Burberry has upgraded its full-year profit forecast after a rebound in sales since December, driven by a strong recovery in demand for its luxury goods in China and South Korea.

In a rare piece of positive news from a fashion retail sector battered by the coronavirus crisis, Burberry said on Friday that like-for-like store retail sales would be up by nearly a third year on year in the first three months of 2021.

The unscheduled trading update cheered investors, with Burberry’s share price up about 7% at lunchtime on Friday, its highest level since before the pandemic.

“Since December, we have continued to see a strong rebound and now expect revenue and adjusted operating profit to be ahead of consensus expectations,” the company said.

Burberry, known for its trench coats and distinctive patterned goods, said the performance upgrade is expected to lessen the overall decline in full-year revenues to 10%-11%. Analysts had forecast a fall of about 13%, according to Burberry.

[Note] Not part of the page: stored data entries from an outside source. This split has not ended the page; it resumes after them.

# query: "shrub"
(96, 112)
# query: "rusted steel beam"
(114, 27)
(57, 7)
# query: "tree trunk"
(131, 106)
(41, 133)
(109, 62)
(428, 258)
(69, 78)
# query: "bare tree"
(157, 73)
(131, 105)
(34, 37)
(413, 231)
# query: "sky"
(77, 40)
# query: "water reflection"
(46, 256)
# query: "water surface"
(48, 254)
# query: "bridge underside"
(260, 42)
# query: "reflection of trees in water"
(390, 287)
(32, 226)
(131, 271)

The company, which has used stars such as the footballer Marcus Rashford to broaden the appeal of its collections to a younger market, said in January it had also seen strong demand from Chinese and Korean shoppers in the closing months of 2020.

While sales in Europe, the Middle East and Africa were down about 37%, said Burberry, on the back of store closures and fewer tourists, sales across the Asia Pacific market were up 11%. It again singled out China and South Korea as driving the recovery in sales.

Burberry is operating with about 15% of its stores around the world closed and about a third under reduced trading hours or restrictions.

Earlier this week, the Italian fashion house Prada and the luxury goods group Salvatore Ferragamo also said that strength in China had boosted sales this year.